Once Mamata Banerjee as a can-do rail minister organised a special train from Kolkata to Bengaluru for students stranded by an Air India strike. The students were heading out there for medical college examinations. At that time, Bengal had 1,205 medical seats on offer. Karnataka, despite a smaller population, had 4,500.
I don’t know if the irony of organising an exodus from Sonar Bangla struck Banerjee at all. Now, it feels doubly ironic that Didi who likes to think of herself as the guardian angel of all things Bengali should be presiding over the slow-motion shattering of a cherished Bengali dream: a child becoming a doctor.
Ever since I can remember, all middle-class Bengalis have dreamed of a doctor in the family. If not a son, at least a son-in-law. In these more modern times, daughters were also allowed into the dream. Doctor, lawyer, engineer were all desirable but a doctor in the family was at the head of the list.
Family pride
My parents’ and grandparents’ generation knew the names of famous doctors the way we know the names of rockstars. Cardiologist Sunil Bose. Surgeon Panchanan Chatterjee. Gynaecologist Sarat Mitra whose famous ‘twilight sleep’ injections would entice even memsahibs to come from England for delivery. Bidhan Chandra Roy, doctor and Chief Minister. My great-great-grandmother’s sister was married to doctor and philanthropist Sir Nil Ratan Sircar. It was a matter of great pride in the family. Now NRS is better known as the hospital where truckloads of angry people attacked junior doctors, leaving an intern with a head injury that could keep him on epileptic medicines all his life.
I didn’t become a civil engineer like my father because he couldn’t go to anyone’s house without being shown a leak in the ceiling. I certainly didn’t want to become a doctor and have some uncle corner me at a family wedding, pull up his dhoti and show me some weird rash on his leg. When you are a doctor, there is never a free dinner but there is always a free consultation. It doesn’t matter if you are a neurosurgeon.
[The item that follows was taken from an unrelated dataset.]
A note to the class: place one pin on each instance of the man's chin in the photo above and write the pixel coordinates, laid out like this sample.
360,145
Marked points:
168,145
You are expected to be an expert in the digestive woes of sundry aunts.
A couple of my closest friends did become doctors. My only contribution to their slog was doing a few of their histology diagrams for some project. But when my mother fell sick while I was abroad, my doctor friend assumed all responsibility and risk. When my father had a heart attack, the medical college friends kept vigil at hospitals, talked to their “sirs” and “ma’ams”, and deciphered test results and X-rays.
On our school WhatsApp group, it’s the doctors who have deservedly become the Most Valuable Alumni, not long-ago class toppers. Everyone needs a “doctor friend” especially as parents age. I am just lucky that my doctor friends were always friends first and then doctors.
Justified frustration
It is perhaps a sign of the failure of our healthcare system that it is so important to know a doctor up close. In an ideal world, every patient walking into a hospital should warrant the same attention, the same service. But in an overstretched system, it is a reality that your doctor friend gets you that coveted appointment with the busy specialist or extra care in the hospital.
That is the source of the justified frustration of those who don’t have a doctor cousin/ friend on speed dial, those who have to depend on the whims and vagaries of an overburdened system. However, that can never be an excuse for thrashing junior doctors or for political silence on the assault. That doctors should have to march on the street with placards reading ‘Stop Violence Against Doctors’ is shameful. That a Chief Minister should compare a doctor’s job with a policeman’s is preposterous. Self-defence is not part of the MBBS curriculum yet.
This week, Banerjee finally played kindly Didi, instead of bullying Big Sister, and ended the strike. “I know a thing or two about hospitals because I’ve been beaten enough in my life,” she said, disarmingly. But there is more healing to be done. As a doctor noted bitterly, the Chief Minister rushed to the rescue of a statue with a broken head but not to the bedside of a young man left with a dented skull. Thankfully, she’s done that now. But the Hippocratic oath about doing no harm might need a new corollary of doing no harm to the doctors as well.
The writer is the author of Don’t Let Him Know , and like many Bengalis likes to let everyone know about his opinions whether asked or not.